Mango Markets Hit with Price Manipulation Attack, $114 Million Stolen
On the morning of October 12, the Solana-based derivative trading platform Mango Markets fell victim to a price manipulation attack, resulting in a loss of $114 million.
Update, October 14:
By the afternoon of October 14, Mango Markets proposed a new settlement with the attacker, requesting the return of all stolen funds while allowing the attacker to keep $47 million USDC as a bug bounty reward.
A new proposal: https://t.co/RkwDfq4N1Q
— Mango (@mangomarkets) October 14, 2022
Mango Markets also agreed to use project funds to cover the remaining bad debt and fully compensate affected users, while promising not to pursue criminal charges against the attacker.
The original proposal from the attacker was overwhelmingly voted down by the community.
Update, October 12 (Evening):
In the evening of October 12, the crypto community circulated an investigative report on the price manipulation attack targeting Mango Markets. The report identified the attacker as Avraham Eisenberg, who has a history associated with a crypto project named Fortress DAO.
SCOOP: Who was the hacker that stole more than $100,000,000 USD from @mangomarkets last night?
— Chris Brunet (@realChrisBrunet) October 12, 2022
Karlstack has some answers...https://t.co/o5Fa5qbtP6
Investigators pointed to recent claims by Eisenberg on a Discord group about finding a way to extract nine figures from a project, as well as his ownership of the domain ponzishorter.eth. Tracking the attacker’s transactions revealed that the collateral funds originated from an FTX account, with $30 million USDC later transferred to ponzishorter.eth.
1. Quick breakdown of what happened today on @mangomarkets, the movement of exploited funds and who might be responsible. pic.twitter.com/4EKDp2MNyq
— Tristan (@Tristan0x) October 12, 2022
The crypto community is now calling on FTX to release KYC information for the account that sent funds to Mango Markets to verify if the attacker is indeed Avraham Eisenberg.
Update, October 12 (Morning):
On the morning of October 12, an account suspected to belong to the Mango Markets attacker submitted a proposal to the project’s forum, offering to return a portion of the stolen funds in exchange for not facing investigation or criminal charges. The proposal was as follows:
"Repay Bad Debt"
Hello, Mango’s fund currently has about $70 million USDC available to cover bad debt.
I propose the following: If accepted, I will return MSOL, SOL, and MNGO to an address specified by the Mango team. Mango’s fund will cover the remaining shortfall to ensure all users are compensated. The funds I retain will be considered a bug bounty. By voting for this proposal, Mango token holders agree to pay the bug bounty and use project funds to cover bad debt, waiving any claims against remaining bad debt accounts and not investigating or freezing funds once I return the specified tokens.
According to the proposal, the attacker agreed to return all SOL, MSOL, and MNGO tokens taken, equivalent to about $65.2 million, and keep $48.8 million in other tokens.
The attacker then used 32.4 million MNGO tokens to vote in favor of the proposal, surpassing the opposition. The proposal needs 67 million MNGO to pass and will end voting in 2 days and 20 hours.
Original Report:
According to a Twitter announcement, Mango Markets confirmed it had been attacked, with a large sum of money being siphoned off through price manipulation. Mango stated it was working with relevant parties to trace and prevent the attacker from dispersing the funds. The project also requested users to cease using the platform until the issue is resolved.
We are currently investigating an incident where a hacker was able to drain funds from Mango via an oracle price manipulation.

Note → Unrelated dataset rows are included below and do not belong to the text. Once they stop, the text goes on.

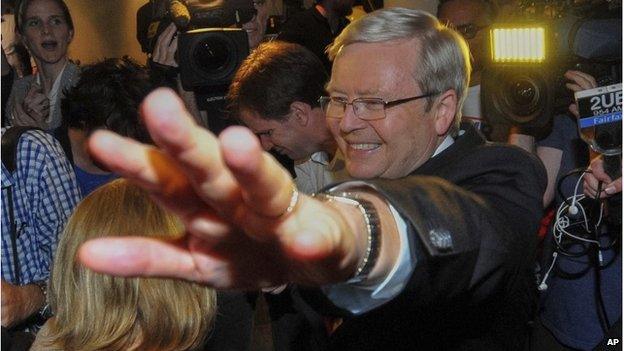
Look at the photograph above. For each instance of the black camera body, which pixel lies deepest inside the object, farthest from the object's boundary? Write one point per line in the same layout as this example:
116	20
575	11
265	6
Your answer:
210	47
530	94
210	56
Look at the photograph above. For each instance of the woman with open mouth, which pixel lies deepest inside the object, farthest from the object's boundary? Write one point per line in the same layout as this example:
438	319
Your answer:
46	28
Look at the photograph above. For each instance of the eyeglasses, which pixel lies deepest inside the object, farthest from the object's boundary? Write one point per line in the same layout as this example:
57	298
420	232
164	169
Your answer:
470	30
367	109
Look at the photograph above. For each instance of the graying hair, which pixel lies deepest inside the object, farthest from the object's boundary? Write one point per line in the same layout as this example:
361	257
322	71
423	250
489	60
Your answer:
444	60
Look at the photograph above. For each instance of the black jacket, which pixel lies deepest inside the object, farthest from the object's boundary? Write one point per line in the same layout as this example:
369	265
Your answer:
480	293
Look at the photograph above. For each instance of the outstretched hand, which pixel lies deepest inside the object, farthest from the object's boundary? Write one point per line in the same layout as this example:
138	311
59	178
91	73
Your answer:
232	198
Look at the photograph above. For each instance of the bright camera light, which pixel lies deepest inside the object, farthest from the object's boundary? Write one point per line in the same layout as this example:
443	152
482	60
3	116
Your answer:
518	45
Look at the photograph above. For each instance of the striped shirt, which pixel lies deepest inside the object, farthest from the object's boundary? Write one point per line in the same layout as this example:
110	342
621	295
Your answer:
44	193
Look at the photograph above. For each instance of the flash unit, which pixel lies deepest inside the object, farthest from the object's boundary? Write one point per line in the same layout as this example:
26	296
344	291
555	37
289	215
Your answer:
518	45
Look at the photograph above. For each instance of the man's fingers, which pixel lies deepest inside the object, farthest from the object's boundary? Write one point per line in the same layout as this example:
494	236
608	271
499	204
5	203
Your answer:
584	80
267	187
134	256
195	149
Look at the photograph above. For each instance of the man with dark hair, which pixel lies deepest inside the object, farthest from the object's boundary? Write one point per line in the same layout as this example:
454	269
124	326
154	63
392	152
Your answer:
107	96
275	93
316	27
430	249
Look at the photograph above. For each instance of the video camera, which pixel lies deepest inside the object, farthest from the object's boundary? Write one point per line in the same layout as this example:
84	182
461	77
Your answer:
523	82
211	44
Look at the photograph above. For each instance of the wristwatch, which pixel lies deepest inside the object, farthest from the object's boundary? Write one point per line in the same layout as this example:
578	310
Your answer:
372	222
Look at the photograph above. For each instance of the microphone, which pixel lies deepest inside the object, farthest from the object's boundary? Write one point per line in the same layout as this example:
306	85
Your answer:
179	14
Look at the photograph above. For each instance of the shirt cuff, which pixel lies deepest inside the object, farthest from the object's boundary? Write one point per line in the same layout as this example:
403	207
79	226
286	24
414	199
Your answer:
359	298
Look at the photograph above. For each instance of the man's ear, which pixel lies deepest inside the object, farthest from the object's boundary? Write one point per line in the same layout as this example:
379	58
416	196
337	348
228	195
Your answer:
301	112
444	110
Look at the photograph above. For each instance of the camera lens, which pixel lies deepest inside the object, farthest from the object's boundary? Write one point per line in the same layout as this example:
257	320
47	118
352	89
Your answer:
212	54
523	92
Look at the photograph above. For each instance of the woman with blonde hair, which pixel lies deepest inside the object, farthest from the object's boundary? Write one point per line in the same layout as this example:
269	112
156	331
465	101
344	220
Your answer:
94	311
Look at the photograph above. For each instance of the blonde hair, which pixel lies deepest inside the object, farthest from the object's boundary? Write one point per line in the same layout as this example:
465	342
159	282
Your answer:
100	312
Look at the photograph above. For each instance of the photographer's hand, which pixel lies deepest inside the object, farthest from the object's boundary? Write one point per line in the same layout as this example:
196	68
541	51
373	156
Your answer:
580	81
166	47
598	174
34	109
233	199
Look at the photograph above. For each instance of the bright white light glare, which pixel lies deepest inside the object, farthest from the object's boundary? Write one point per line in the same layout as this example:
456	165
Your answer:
518	45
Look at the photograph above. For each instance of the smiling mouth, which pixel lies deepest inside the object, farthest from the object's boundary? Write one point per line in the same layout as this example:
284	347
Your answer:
49	45
364	147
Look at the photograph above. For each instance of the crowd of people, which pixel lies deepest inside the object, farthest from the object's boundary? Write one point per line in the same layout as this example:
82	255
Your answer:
393	223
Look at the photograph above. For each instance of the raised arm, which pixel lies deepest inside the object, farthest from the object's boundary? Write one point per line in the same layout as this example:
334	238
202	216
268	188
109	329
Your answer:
245	225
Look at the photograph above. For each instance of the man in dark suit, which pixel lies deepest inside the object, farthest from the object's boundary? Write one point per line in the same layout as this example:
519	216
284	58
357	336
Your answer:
431	249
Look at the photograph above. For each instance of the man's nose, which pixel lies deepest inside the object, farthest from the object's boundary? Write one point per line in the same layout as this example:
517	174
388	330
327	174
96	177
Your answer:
350	121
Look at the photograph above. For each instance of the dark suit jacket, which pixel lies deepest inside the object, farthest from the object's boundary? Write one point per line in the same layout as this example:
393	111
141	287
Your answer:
479	293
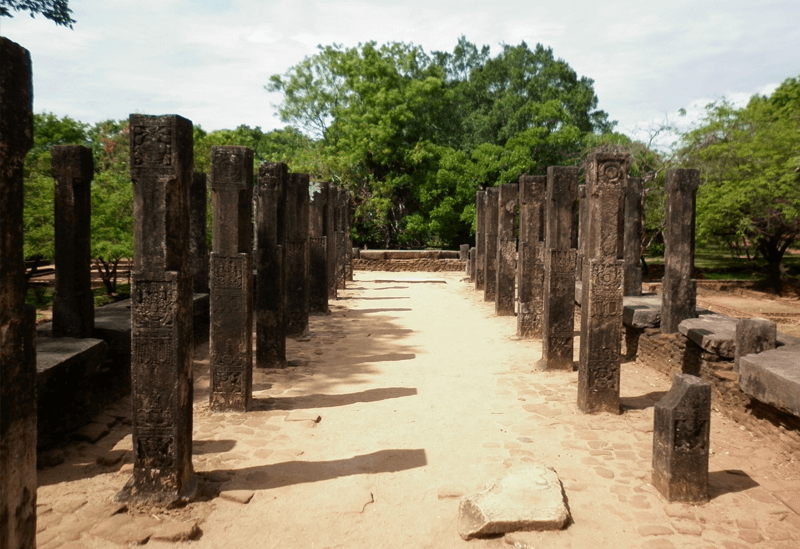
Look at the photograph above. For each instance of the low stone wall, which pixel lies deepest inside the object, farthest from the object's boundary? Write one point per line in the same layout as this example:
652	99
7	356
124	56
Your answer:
670	353
410	265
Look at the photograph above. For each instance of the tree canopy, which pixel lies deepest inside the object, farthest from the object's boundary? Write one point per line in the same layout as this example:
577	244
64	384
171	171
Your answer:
413	135
749	159
55	10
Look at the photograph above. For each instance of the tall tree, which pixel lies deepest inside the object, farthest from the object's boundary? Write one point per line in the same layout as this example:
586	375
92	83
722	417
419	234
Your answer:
750	171
391	119
56	10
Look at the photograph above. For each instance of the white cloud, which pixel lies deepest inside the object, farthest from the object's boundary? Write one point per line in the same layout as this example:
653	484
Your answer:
208	60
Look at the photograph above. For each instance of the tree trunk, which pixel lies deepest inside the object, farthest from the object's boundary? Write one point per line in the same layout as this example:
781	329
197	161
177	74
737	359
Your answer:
773	254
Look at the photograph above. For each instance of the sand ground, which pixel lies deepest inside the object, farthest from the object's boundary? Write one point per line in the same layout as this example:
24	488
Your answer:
410	394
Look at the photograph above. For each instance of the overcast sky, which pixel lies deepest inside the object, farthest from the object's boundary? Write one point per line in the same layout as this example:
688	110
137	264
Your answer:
208	60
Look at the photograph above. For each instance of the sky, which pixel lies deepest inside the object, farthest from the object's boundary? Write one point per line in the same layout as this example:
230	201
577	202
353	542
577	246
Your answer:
208	60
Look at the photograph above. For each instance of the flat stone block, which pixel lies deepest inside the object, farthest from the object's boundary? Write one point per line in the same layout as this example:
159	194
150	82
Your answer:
773	377
642	311
713	333
375	255
524	500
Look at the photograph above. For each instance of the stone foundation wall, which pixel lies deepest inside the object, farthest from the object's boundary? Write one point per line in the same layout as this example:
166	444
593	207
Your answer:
670	353
410	265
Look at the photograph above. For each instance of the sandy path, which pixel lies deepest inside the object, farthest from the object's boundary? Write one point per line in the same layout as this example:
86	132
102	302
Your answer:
425	395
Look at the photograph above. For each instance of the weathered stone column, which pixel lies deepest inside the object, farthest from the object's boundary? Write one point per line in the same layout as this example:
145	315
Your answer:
490	221
582	226
754	335
269	304
634	214
480	240
198	248
559	269
679	292
471	264
161	312
601	301
681	440
530	271
296	255
73	305
231	304
341	239
506	250
318	251
329	230
348	239
17	322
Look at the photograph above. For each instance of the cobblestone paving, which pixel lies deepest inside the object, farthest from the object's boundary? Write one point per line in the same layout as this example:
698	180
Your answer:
377	427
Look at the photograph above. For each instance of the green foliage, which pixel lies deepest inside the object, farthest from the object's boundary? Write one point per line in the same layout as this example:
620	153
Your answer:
749	160
414	135
649	164
112	192
55	10
49	130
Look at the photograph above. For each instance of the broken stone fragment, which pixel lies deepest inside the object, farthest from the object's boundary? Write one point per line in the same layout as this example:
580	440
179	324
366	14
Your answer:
524	500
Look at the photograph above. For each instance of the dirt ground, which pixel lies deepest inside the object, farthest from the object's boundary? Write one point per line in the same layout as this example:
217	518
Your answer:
409	395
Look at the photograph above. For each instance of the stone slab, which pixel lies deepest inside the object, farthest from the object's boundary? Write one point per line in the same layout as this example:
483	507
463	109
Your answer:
523	500
643	311
411	281
716	333
773	377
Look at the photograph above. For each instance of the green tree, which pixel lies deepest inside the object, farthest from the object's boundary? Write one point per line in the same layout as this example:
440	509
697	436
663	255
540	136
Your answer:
56	10
112	200
392	121
48	130
749	160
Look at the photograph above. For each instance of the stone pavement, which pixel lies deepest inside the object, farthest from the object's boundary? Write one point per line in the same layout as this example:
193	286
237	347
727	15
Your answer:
405	398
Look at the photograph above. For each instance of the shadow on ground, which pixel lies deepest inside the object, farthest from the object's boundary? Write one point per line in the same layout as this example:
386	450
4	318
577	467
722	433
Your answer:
287	473
330	401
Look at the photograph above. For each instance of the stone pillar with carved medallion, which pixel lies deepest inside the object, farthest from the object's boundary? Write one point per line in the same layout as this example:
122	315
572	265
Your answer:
601	301
530	269
161	161
231	336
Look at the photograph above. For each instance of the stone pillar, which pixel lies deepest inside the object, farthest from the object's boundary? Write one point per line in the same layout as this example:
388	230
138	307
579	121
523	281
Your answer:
480	240
318	251
530	271
559	269
754	335
490	221
471	264
681	440
506	250
632	238
296	255
198	247
161	312
17	322
329	230
583	204
341	239
270	214
348	239
73	305
231	304
601	301
679	292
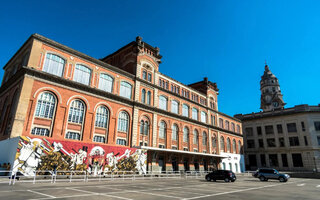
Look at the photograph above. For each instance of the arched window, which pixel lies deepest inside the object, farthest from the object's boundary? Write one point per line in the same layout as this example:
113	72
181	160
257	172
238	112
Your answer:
54	65
204	138
123	122
143	96
105	82
82	74
203	117
228	145
76	112
185	134
234	149
46	105
221	143
195	137
125	89
163	102
149	98
174	106
194	114
162	130
175	132
102	117
185	110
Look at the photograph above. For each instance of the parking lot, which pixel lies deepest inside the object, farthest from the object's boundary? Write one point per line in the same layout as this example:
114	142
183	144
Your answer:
244	188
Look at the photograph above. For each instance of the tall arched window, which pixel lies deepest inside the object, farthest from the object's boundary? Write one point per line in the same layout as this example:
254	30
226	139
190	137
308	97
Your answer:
54	65
162	130
234	149
105	82
185	110
82	74
174	106
221	143
143	96
46	105
163	103
102	117
149	98
125	89
204	138
185	134
175	134
76	112
228	145
123	122
194	114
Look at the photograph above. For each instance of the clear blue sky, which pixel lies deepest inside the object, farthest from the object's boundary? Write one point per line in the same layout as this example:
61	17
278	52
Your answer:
227	41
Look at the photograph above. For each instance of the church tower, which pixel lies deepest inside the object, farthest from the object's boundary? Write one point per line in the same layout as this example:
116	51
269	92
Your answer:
271	97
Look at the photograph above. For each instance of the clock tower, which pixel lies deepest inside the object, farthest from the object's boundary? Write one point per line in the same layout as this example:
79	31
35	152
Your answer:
271	97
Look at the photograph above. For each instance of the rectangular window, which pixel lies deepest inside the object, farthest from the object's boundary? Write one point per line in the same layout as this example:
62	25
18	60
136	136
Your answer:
279	128
294	141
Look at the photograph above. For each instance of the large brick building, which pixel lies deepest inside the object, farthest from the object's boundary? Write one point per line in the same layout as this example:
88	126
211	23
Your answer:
52	94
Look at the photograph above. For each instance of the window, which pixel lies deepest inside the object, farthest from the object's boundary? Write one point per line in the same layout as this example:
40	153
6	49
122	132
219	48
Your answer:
194	114
269	129
143	96
292	128
162	130
121	142
294	141
279	128
76	112
105	82
54	65
185	134
73	135
163	103
203	117
185	110
174	107
45	105
125	89
175	134
102	117
40	131
271	142
82	74
99	138
123	122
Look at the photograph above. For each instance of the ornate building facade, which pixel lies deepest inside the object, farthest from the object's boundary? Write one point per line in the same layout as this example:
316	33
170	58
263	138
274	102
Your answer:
63	97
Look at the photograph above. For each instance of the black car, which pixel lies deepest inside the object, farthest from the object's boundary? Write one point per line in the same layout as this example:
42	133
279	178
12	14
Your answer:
225	175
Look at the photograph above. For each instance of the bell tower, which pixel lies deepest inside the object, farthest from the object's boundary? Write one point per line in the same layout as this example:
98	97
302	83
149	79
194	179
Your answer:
271	97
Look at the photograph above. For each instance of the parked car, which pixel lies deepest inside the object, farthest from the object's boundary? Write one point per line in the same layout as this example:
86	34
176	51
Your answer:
225	175
267	173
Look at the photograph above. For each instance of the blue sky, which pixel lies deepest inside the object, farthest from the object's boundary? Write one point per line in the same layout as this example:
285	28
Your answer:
226	41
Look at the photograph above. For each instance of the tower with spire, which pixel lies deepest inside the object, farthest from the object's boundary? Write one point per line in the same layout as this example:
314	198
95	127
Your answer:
271	97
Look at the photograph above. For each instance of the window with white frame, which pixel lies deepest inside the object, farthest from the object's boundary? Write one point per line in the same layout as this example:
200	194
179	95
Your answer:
125	89
40	131
123	122
174	106
102	117
73	135
76	112
82	74
105	82
185	110
163	103
203	117
99	138
194	114
54	64
46	105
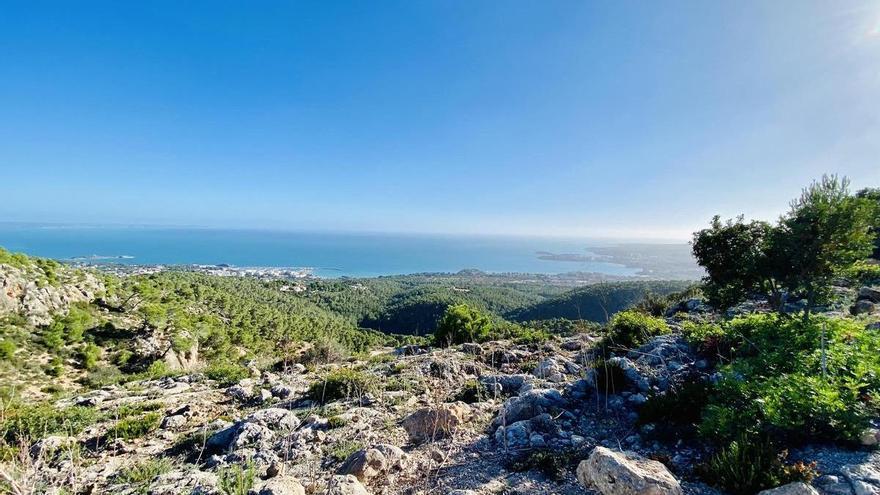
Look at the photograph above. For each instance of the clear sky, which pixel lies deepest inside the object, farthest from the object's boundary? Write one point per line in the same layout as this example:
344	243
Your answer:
612	118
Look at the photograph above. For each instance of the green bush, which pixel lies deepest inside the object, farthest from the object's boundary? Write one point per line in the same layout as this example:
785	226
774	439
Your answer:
342	383
227	374
630	329
30	422
324	351
135	427
862	272
55	367
749	465
89	355
462	324
775	384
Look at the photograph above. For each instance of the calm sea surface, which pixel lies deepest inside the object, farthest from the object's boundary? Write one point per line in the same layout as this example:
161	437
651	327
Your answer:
328	254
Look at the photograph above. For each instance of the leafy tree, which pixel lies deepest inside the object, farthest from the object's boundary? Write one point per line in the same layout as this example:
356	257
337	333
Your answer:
737	260
873	194
826	231
462	324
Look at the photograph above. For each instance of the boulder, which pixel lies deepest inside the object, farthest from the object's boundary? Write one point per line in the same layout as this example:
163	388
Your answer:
626	473
371	462
798	488
432	423
530	404
281	485
345	485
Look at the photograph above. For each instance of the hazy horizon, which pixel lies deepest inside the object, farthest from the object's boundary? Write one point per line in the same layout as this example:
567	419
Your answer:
564	119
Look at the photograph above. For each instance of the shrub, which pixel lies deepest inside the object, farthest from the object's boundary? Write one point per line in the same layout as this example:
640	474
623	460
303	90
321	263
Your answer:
55	367
237	479
775	384
37	421
226	373
630	329
680	406
462	324
324	351
7	350
863	272
749	465
135	427
89	355
342	384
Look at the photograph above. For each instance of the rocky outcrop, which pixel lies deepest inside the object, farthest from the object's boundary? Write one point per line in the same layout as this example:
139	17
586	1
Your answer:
25	291
374	461
626	473
432	423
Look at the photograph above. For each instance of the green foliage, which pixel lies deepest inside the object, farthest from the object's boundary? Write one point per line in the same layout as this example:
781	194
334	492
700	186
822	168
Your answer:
55	367
343	383
775	385
749	465
735	256
135	427
140	474
237	479
873	195
596	302
323	351
7	350
30	422
17	260
630	329
862	272
462	324
227	373
826	231
89	355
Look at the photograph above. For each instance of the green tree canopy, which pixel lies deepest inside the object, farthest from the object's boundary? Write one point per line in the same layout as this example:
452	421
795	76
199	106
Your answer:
462	324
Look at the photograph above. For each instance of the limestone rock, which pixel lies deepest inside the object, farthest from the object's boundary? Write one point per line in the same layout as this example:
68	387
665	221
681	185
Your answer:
432	423
346	485
619	473
373	461
282	485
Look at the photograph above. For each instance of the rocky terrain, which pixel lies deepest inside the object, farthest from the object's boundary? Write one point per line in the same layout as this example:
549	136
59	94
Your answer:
473	419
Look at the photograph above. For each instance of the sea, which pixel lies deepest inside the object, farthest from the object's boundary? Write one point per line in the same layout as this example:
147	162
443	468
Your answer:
324	254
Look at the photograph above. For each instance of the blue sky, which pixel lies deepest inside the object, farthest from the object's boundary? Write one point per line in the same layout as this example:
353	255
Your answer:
620	119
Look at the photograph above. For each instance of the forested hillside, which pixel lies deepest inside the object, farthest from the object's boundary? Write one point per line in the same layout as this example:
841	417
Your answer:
596	302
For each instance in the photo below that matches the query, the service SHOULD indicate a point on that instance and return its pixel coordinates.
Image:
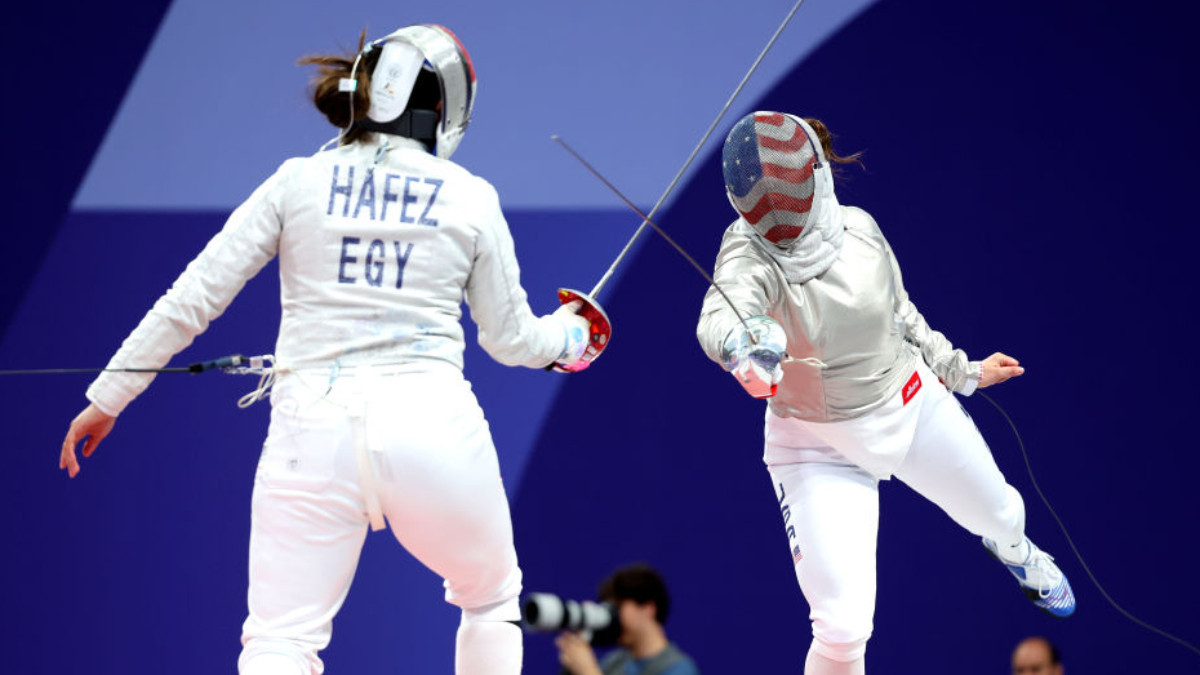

— Mango (@mangomarkets) October 11, 2022
We are taking steps to have third parties freeze funds in flight. 1/
Security firm Hacken detailed how Mango Markets was compromised:
- The attacker deposited $5 million USDC into Mango Markets and opened a long position in MNGO tokens worth approximately $19 million.
- This long position caused the price of MNGO to increase by 167% within less than an hour, boosting the collateral value in the attacker’s account. This occurred due to the low trading volume of MNGO on Mango, which was around $19 million in the past 24 hours—matching the size of the attacker’s position.
- The attacker then used the inflated collateral to borrow various other tokens and withdrew them, totaling $114 million.
The stolen tokens included $52.8 million USDC, $50.5 million SOL, $5.4 million BTC, $3.2 million USDT, $1.7 million USDT, and $14.7 million MNGO.
The attack method mirrors tactics used by the attacker of GMX—a derivative trading platform on Arbitrum—who manipulated AVAX prices in mid-September.
Following the attack, the price of MNGO plummeted by 53% from pre-manipulation levels.
Price Movement of MNGO (24 Hours)
Data from CoinMarketCap as of 07:40 AM, October 12, 2022
Mango Markets is the second major crypto attack in October, following the $186 million theft from BNB Chain’s bridge last week.